Accuracy is going up. Reliability is barely moving. That's the core finding from Princeton University's new AI Agent Reliability Tracker, which evaluates 14 AI models across four dimensions that matter far more than benchmark scores: consistency, predictability, robustness, and safety.
The research, from Princeton's Language & Intelligence group, asks a question most AI companies would rather skip: does a higher accuracy number actually mean the agent works better in practice?
The answer, backed by twelve distinct metrics across two benchmarks, is a qualified no.
Consistency Is Basically Flat
The most striking number in the dataset: consistency improvement over time shows a correlation of r=0.02 (where 1.0 would mean perfect correlation). That's statistical noise. Despite models getting measurably smarter, they aren't getting measurably more predictable in how they complete tasks.
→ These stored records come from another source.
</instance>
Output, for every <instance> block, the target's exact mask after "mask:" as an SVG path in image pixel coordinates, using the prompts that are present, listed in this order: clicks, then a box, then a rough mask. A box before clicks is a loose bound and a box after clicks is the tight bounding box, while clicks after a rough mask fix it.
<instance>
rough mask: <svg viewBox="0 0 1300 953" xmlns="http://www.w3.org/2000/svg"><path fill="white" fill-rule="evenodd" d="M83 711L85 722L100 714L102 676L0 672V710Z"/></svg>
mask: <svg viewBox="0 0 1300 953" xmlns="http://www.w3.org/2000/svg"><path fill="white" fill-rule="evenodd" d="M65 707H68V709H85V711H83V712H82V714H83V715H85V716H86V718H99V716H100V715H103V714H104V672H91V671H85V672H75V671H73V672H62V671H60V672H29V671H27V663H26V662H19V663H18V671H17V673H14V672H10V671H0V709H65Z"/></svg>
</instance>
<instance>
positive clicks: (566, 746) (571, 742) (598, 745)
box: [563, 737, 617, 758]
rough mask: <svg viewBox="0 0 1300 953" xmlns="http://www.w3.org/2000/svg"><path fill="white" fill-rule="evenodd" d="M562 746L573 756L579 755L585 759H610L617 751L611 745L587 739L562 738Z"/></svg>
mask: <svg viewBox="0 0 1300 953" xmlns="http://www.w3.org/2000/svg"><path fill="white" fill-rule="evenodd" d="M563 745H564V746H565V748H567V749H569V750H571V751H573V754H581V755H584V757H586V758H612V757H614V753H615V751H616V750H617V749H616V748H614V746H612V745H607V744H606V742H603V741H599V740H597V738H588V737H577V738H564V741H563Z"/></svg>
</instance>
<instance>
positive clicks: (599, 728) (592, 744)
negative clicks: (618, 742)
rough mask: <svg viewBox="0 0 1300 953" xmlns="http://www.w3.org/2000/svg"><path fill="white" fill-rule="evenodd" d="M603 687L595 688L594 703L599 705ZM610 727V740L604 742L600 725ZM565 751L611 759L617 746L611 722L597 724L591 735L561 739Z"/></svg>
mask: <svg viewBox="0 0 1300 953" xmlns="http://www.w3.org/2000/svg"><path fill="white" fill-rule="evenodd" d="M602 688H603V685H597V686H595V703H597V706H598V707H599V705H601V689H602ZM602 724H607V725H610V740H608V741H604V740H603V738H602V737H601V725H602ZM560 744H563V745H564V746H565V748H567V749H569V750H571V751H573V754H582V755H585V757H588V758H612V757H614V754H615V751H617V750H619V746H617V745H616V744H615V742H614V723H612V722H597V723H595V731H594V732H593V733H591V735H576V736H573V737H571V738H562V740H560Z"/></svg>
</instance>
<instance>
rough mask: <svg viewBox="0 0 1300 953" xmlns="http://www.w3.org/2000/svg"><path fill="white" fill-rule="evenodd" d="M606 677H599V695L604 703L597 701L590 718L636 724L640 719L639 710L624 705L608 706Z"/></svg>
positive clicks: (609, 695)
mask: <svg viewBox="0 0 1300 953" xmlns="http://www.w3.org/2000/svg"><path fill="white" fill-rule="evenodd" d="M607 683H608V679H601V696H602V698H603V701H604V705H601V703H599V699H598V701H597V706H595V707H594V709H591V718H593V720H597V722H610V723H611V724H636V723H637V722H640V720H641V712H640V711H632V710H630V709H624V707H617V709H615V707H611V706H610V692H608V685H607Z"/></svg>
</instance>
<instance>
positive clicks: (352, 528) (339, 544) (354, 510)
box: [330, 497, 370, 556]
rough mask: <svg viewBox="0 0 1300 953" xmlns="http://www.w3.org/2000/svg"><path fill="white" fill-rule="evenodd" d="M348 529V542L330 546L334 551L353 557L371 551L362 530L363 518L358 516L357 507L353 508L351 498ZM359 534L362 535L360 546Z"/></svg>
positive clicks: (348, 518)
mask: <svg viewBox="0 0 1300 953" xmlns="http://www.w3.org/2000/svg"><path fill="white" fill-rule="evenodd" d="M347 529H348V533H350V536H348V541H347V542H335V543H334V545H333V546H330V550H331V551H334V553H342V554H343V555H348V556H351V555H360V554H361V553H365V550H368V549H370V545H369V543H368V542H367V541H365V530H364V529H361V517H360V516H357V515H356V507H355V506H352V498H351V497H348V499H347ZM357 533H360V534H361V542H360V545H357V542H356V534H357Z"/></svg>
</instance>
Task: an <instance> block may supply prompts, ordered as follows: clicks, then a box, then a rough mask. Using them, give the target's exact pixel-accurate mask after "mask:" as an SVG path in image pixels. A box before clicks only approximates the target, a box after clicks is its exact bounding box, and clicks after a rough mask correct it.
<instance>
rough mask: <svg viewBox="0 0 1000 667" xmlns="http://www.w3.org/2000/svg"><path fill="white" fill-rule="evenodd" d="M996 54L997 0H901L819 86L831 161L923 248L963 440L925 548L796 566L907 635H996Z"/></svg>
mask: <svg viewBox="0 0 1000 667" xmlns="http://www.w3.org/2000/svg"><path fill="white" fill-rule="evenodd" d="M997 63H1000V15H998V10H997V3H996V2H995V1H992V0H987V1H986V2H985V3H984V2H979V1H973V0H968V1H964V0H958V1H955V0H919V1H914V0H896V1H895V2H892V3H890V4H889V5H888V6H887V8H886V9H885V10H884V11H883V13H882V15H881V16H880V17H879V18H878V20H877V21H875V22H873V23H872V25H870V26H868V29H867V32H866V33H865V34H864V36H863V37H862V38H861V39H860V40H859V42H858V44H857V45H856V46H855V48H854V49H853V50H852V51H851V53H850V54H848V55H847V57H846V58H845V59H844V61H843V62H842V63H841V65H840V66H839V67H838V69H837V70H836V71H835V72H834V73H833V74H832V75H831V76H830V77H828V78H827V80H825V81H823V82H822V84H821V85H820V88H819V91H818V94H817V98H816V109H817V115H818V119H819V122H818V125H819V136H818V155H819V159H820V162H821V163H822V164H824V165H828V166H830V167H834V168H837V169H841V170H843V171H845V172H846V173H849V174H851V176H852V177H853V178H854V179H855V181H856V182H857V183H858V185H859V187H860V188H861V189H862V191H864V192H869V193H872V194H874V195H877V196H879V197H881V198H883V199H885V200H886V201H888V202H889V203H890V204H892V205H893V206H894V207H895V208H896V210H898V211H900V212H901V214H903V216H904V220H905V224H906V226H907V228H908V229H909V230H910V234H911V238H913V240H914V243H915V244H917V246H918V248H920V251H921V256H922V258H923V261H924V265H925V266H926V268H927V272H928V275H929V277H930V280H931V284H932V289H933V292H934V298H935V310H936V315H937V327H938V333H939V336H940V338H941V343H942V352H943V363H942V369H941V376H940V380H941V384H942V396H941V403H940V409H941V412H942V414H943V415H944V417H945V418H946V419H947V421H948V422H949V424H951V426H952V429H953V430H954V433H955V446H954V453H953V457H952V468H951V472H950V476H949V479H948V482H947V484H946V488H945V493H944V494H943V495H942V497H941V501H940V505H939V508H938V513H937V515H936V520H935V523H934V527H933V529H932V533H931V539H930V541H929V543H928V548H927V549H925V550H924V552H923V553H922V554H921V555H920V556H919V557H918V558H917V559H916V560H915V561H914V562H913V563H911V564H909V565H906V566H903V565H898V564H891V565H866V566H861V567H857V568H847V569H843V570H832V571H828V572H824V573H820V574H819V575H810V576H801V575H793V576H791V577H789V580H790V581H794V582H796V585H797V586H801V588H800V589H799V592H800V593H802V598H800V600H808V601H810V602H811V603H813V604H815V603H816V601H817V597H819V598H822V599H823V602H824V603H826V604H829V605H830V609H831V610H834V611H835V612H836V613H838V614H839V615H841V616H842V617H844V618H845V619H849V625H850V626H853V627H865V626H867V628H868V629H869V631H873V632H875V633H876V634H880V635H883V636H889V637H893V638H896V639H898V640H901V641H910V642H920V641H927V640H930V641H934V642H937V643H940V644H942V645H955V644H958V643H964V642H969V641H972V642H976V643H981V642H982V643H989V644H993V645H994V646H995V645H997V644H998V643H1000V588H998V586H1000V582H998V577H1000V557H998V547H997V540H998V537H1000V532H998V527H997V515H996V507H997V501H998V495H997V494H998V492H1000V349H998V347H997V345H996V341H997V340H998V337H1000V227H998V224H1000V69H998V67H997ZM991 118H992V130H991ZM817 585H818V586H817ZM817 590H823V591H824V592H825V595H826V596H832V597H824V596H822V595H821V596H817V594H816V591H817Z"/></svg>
This matters because real-world AI agent use depends on predictability. A coding assistant that gets the right answer 70% of the time but fails in unpredictable ways is harder to trust than one that gets 60% right but fails consistently in known patterns.
The accuracy-to-time correlation sits at just 0.06 points per year. Models are improving, but slowly, and the reliability gap isn't closing.
The Scoreboard
Overall reliability scores across all benchmarks:
- Gemini 3.0 Pro: 85.2%
- Claude Opus 4.5: 84.6%
- Claude Sonnet 4.5: 82.6%
- GPT-5.2 (extra-high compute): 81.3%
- Gemini 2.5 Pro: 78.6%
Claude Opus 4.5 leads on predictability (84.2%) while Gemini 3.0 Pro takes the top overall spot. Safety scores are uniformly high across all models, ranging from 93% to 99.8%, which suggests the industry has largely solved the "agent goes rogue" problem at least on standard benchmarks.
The interesting gap shows up in the GAIA benchmark (general agent reasoning). Claude Opus 4.5 hits 71.5% accuracy with 81.6% reliability. GPT-4 Turbo scores just 20% accuracy but still manages 75.7% reliability. Lower accuracy, but more predictable failures.
What This Means for People Using AI Agents
If you're building workflows around AI agents, this research suggests you should care less about which model topped the latest benchmark and more about how consistently it handles your specific task type.
The strong correlation between accuracy and reliability (r=0.95) means better models are generally more reliable. But the weak time correlation (r=0.72) means you shouldn't expect next quarter's model update to magically make your agent workflows more dependable. Reliability improvements are coming slower than accuracy improvements.
For anyone integrating AI agents into business processes, this data argues for building in verification layers and fallback logic rather than trusting that raw accuracy scores will keep climbing toward the point where checking becomes unnecessary. The tracker itself is worth bookmarking as an ongoing, model-agnostic resource for comparing agents on metrics that actually predict real-world performance.